Dabei ist sein Beruf nach wie vor für uns alle unverzichtbar. Vom Teelöffel bis zum Auto, vom Handy bis zum Düngemittel – kaum etwas, was uns Wohlstand und Lebensqualität sichert, und das nicht einen Rohstoff enthält, der im Bergbau über- oder untertage gewonnen wurde.
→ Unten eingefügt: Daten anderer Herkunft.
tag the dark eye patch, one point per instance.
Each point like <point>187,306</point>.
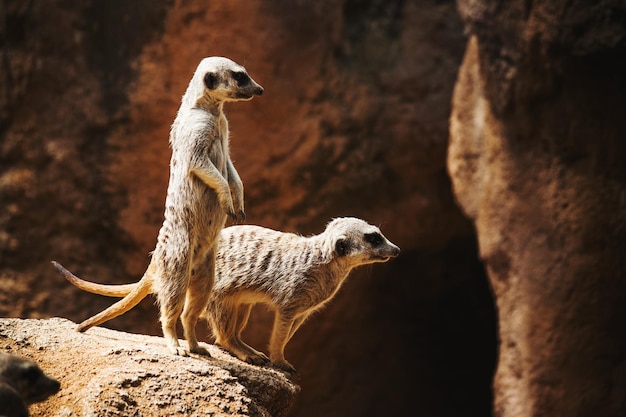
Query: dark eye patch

Dabei waren auch unserer Region Unglücke an der Tagesordnung, so lange der Bergbau florierte. Freilich: Solche mit katastrophalen Ausmaßen gab es im Schelderwald nicht. Die kamen vor allem im deutschen Kohlebergbau vor. „Schlagende Wetter", wie man die Methangasexplosionen nannte, Kohlestaubexplosionen oder auch Brände konnten hier zu verheerenden Folgen führen. So etwa am 12. November 1908 in der Grube „Nadbod" in Hamm, das 341 Kumpels das Leben kostet. Viele Zeitgenossen haben heute noch die Katastrophe vom 1. Juni 1988 in Erinnerung, als im nordhessischen Borken 51 Knappen ihr Leben verloren.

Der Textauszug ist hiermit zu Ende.